7. Con il settimo motivo (5. Nullità della sentenza per omessa (rectius: apparente) pronuncia, per violazione degli artt. 112 e 132 c.p.c. e del D.Lgs. n. 546 del 1992, art. 36 (art. 360 c.p.c., comma 1, n. 4), con riferimento ai recuperi relativi alle spese per servizi di assistenza software e alle spese per oneri diversi di gestione.), la ricorrente deduce la nullità della sentenza impugnata per motivazione apparente e, inoltre, ribadisce l’inerenza delle spese di manutenzione dei software e degli opifici di cura del tabacco.
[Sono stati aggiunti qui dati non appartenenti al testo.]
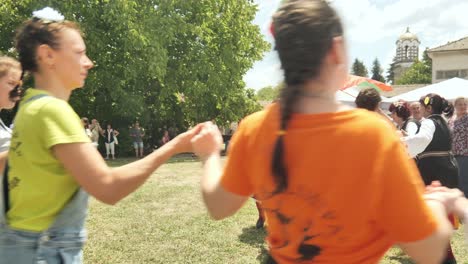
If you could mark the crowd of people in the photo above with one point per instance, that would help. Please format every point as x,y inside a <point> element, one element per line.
<point>335,184</point>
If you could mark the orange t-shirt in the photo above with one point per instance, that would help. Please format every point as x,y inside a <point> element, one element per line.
<point>352,191</point>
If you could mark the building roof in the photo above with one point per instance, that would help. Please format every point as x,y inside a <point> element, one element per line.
<point>461,44</point>
<point>408,36</point>
<point>400,89</point>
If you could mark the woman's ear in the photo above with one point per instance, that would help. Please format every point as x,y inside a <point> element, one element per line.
<point>46,56</point>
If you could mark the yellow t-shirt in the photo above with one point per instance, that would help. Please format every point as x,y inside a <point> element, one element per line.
<point>39,184</point>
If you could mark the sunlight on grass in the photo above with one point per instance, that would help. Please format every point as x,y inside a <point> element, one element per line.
<point>165,221</point>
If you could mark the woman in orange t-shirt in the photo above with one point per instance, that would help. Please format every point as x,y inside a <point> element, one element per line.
<point>335,187</point>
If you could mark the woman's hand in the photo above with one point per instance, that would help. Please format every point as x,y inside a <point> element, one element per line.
<point>208,141</point>
<point>453,199</point>
<point>182,143</point>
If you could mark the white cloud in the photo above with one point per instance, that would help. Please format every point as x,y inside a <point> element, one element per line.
<point>373,26</point>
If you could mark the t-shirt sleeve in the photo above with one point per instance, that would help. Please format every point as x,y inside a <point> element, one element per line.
<point>61,124</point>
<point>235,178</point>
<point>402,211</point>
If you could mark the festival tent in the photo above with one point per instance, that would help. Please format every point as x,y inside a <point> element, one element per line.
<point>449,89</point>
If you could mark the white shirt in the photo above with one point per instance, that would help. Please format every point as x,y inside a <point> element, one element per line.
<point>418,143</point>
<point>5,137</point>
<point>411,128</point>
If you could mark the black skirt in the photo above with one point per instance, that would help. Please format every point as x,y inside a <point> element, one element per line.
<point>443,169</point>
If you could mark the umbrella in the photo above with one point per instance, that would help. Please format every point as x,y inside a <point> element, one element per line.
<point>363,82</point>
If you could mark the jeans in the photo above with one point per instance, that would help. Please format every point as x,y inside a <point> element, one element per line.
<point>61,243</point>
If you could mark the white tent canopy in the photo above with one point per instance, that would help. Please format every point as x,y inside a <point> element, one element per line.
<point>449,89</point>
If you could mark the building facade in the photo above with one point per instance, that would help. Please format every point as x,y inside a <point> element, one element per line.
<point>450,60</point>
<point>407,52</point>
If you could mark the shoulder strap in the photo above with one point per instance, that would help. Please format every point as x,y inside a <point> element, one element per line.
<point>35,97</point>
<point>6,195</point>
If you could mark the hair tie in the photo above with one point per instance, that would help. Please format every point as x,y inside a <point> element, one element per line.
<point>427,100</point>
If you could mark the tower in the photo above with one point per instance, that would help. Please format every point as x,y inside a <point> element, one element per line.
<point>407,52</point>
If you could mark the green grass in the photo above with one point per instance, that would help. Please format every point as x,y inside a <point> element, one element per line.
<point>165,221</point>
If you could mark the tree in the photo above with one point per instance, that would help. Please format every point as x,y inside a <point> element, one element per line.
<point>419,73</point>
<point>163,62</point>
<point>391,72</point>
<point>377,71</point>
<point>268,93</point>
<point>359,69</point>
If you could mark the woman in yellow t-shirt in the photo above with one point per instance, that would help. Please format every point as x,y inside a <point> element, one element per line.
<point>335,185</point>
<point>52,164</point>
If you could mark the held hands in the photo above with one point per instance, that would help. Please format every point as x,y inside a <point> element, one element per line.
<point>182,143</point>
<point>453,199</point>
<point>208,142</point>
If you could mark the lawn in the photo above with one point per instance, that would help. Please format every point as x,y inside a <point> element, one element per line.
<point>165,222</point>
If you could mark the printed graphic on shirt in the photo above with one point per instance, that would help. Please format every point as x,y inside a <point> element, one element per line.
<point>310,219</point>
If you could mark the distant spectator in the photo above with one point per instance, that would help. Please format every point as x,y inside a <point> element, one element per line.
<point>96,130</point>
<point>370,99</point>
<point>459,126</point>
<point>165,138</point>
<point>88,132</point>
<point>137,133</point>
<point>110,140</point>
<point>400,114</point>
<point>415,109</point>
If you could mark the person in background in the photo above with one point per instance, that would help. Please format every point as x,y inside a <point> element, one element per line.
<point>400,114</point>
<point>88,132</point>
<point>459,126</point>
<point>52,165</point>
<point>137,133</point>
<point>286,155</point>
<point>165,137</point>
<point>110,135</point>
<point>10,81</point>
<point>96,130</point>
<point>370,100</point>
<point>416,112</point>
<point>431,147</point>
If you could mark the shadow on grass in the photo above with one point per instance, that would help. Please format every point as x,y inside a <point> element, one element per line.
<point>255,237</point>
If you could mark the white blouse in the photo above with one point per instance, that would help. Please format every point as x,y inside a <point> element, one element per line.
<point>417,143</point>
<point>5,137</point>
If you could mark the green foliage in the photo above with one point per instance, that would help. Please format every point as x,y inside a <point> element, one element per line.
<point>167,63</point>
<point>269,93</point>
<point>377,71</point>
<point>359,69</point>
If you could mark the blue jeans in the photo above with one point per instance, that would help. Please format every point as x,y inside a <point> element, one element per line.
<point>61,243</point>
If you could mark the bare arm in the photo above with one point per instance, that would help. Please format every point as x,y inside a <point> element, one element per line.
<point>219,202</point>
<point>433,248</point>
<point>110,185</point>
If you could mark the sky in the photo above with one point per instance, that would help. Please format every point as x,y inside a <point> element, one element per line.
<point>371,29</point>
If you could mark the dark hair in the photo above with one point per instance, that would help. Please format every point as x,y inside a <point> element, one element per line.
<point>304,32</point>
<point>368,98</point>
<point>438,104</point>
<point>401,109</point>
<point>35,32</point>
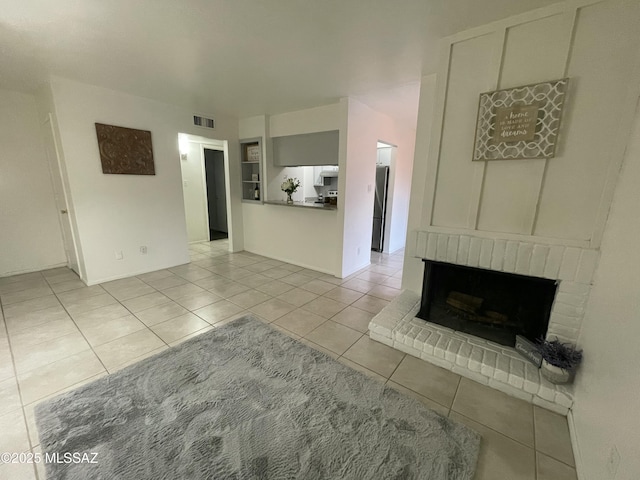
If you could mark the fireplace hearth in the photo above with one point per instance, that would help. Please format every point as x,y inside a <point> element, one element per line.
<point>495,306</point>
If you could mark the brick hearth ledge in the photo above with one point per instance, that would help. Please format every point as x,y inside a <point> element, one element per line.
<point>485,362</point>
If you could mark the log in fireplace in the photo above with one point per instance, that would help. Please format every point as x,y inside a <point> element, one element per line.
<point>493,305</point>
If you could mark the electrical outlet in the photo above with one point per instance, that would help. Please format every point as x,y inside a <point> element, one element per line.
<point>613,461</point>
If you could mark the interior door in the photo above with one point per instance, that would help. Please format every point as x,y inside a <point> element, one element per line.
<point>60,194</point>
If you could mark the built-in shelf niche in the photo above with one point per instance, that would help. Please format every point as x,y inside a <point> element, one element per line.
<point>251,165</point>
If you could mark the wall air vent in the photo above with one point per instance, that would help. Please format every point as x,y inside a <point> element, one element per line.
<point>199,121</point>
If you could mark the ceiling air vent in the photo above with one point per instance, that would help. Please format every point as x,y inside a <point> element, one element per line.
<point>199,121</point>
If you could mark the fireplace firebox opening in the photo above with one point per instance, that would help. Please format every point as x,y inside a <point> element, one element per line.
<point>495,306</point>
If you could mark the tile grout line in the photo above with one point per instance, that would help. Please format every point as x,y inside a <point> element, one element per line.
<point>17,384</point>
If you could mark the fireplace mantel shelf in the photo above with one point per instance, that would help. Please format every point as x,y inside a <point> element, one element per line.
<point>486,362</point>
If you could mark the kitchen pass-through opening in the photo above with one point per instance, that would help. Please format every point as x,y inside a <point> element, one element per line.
<point>495,306</point>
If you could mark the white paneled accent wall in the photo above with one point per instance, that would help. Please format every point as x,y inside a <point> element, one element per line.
<point>538,217</point>
<point>564,198</point>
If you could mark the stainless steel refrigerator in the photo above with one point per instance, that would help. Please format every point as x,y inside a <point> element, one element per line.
<point>379,208</point>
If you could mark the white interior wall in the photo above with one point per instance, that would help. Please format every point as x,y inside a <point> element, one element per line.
<point>596,46</point>
<point>31,236</point>
<point>412,268</point>
<point>123,212</point>
<point>605,413</point>
<point>562,200</point>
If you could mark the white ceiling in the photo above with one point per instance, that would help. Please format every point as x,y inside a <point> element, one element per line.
<point>242,57</point>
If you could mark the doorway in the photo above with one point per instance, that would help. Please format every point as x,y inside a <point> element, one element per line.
<point>61,196</point>
<point>216,194</point>
<point>383,195</point>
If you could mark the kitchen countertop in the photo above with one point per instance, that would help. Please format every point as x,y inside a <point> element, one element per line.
<point>316,206</point>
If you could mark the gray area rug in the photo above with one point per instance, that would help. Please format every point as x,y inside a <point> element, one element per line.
<point>244,401</point>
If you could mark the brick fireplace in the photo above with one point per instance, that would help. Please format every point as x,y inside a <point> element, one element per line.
<point>485,361</point>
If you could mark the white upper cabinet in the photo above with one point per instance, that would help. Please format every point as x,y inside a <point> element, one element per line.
<point>319,148</point>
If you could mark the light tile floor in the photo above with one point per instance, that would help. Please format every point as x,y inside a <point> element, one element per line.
<point>56,334</point>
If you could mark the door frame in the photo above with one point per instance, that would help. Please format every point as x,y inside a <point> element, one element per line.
<point>70,244</point>
<point>225,163</point>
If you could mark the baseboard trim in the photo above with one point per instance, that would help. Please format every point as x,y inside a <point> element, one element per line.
<point>32,270</point>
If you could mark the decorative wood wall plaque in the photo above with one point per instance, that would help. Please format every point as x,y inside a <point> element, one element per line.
<point>521,122</point>
<point>125,150</point>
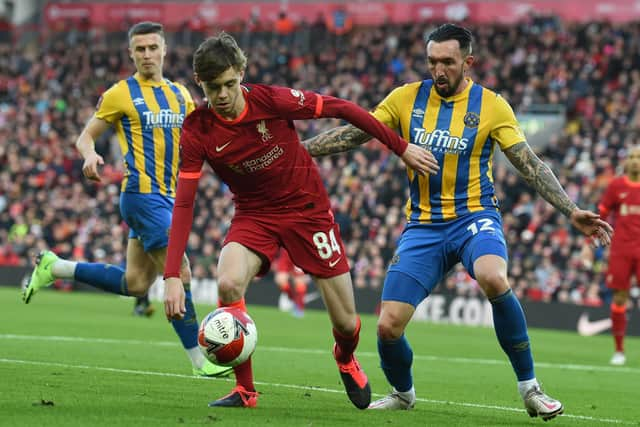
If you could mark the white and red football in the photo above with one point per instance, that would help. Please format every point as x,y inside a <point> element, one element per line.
<point>227,336</point>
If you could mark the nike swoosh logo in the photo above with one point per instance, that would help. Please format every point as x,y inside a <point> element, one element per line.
<point>311,296</point>
<point>588,328</point>
<point>219,148</point>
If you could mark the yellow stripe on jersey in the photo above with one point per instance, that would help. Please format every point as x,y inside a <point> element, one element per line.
<point>461,132</point>
<point>147,117</point>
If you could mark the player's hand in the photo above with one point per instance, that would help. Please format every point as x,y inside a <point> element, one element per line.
<point>174,306</point>
<point>420,160</point>
<point>90,166</point>
<point>591,225</point>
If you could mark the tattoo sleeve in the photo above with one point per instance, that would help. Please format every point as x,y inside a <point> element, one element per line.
<point>540,177</point>
<point>337,140</point>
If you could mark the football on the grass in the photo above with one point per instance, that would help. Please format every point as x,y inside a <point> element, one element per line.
<point>227,336</point>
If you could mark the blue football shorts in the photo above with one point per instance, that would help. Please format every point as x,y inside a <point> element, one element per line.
<point>148,217</point>
<point>426,252</point>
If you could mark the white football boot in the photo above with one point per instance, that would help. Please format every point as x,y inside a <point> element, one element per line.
<point>540,405</point>
<point>396,400</point>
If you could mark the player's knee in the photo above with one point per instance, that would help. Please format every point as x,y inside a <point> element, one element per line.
<point>185,274</point>
<point>492,282</point>
<point>390,328</point>
<point>138,282</point>
<point>229,289</point>
<point>620,298</point>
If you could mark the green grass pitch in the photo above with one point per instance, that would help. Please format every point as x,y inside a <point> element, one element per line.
<point>81,359</point>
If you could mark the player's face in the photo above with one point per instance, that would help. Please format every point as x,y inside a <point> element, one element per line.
<point>632,164</point>
<point>224,93</point>
<point>447,66</point>
<point>147,52</point>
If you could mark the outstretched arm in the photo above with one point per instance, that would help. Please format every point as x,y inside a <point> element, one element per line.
<point>337,140</point>
<point>542,179</point>
<point>348,137</point>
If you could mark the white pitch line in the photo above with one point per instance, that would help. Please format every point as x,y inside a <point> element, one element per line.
<point>462,360</point>
<point>299,387</point>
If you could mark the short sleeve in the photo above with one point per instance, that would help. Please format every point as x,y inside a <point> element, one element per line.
<point>109,106</point>
<point>387,111</point>
<point>190,104</point>
<point>608,203</point>
<point>506,130</point>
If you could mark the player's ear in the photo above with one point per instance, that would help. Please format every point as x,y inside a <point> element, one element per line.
<point>468,61</point>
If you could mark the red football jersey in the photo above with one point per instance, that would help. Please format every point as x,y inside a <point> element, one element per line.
<point>259,156</point>
<point>621,200</point>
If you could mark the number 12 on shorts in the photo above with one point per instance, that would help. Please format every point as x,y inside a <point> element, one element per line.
<point>326,244</point>
<point>483,224</point>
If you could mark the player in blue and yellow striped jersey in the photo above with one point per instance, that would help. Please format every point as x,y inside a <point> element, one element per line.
<point>452,213</point>
<point>146,110</point>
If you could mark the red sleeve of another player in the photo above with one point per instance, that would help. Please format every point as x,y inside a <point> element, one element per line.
<point>608,202</point>
<point>360,118</point>
<point>299,105</point>
<point>182,219</point>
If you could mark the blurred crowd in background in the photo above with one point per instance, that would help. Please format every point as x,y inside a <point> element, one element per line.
<point>49,89</point>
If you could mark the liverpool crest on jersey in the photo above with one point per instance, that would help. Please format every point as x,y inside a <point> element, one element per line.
<point>263,131</point>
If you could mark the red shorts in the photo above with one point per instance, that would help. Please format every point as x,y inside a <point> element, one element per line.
<point>283,264</point>
<point>622,265</point>
<point>312,239</point>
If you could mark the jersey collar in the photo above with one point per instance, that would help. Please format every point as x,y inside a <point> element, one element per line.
<point>462,95</point>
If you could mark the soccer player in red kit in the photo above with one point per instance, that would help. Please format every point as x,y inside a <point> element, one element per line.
<point>246,134</point>
<point>621,200</point>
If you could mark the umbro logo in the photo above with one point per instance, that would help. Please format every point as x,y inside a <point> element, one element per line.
<point>587,327</point>
<point>219,148</point>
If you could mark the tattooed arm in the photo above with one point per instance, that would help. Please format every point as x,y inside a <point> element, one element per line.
<point>337,140</point>
<point>540,177</point>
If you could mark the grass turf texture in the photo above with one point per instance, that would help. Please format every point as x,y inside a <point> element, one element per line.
<point>78,359</point>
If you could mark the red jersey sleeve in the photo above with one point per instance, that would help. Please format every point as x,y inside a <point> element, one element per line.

8. Con l’ottavo motivo (5.1. Omessa motivazione circa un fatto decisivo e controverso per il giudizio (art. 360 c.p.c., comma 1, n. 5) in relazione ai recuperi relativi alle spese per servizi di assistenza software e alle spese per oneri diversi di gestione.), la ricorrente, con riferimento alla medesima ripresa di cui al motivo precedente, fa valere il vizio dell’apparato motivazionale della sentenza impugnata, che si è limitata a negare la deducibilità dei suindicati costi, senza fare alcun riferimento ai mezzi istruttori.

9. Con il nono motivo (5.2. Violazione e falsa applicazione degli artt. 75 e 67 T.U.I.R. (art. 360 c.p.c., comma 1, n. 3), in relazione ai recuperi relativi alle spese per servizi di assistenza software e alle spese per oneri diversi di gestione.), la ricorrente censura la sentenza impugnata per avere negato l’inerenza dei detti costi, quale correlazione esistente tra una certa spesa e l’attività dell’impresa; sotto altro profilo, l’Associazione si duole che sia stata disconosciuta la deducibilità delle spese di manutenzione ordinaria, in violazione del criterio dell’art. 67 T.U.I.R., comma 7, (attuale art. 102, comma 6), posto che l’Amministrazione finanziaria non aveva contestato il superamento del plafond del 5% del costo complessivo di tutti i beni materiali ammortizzabili.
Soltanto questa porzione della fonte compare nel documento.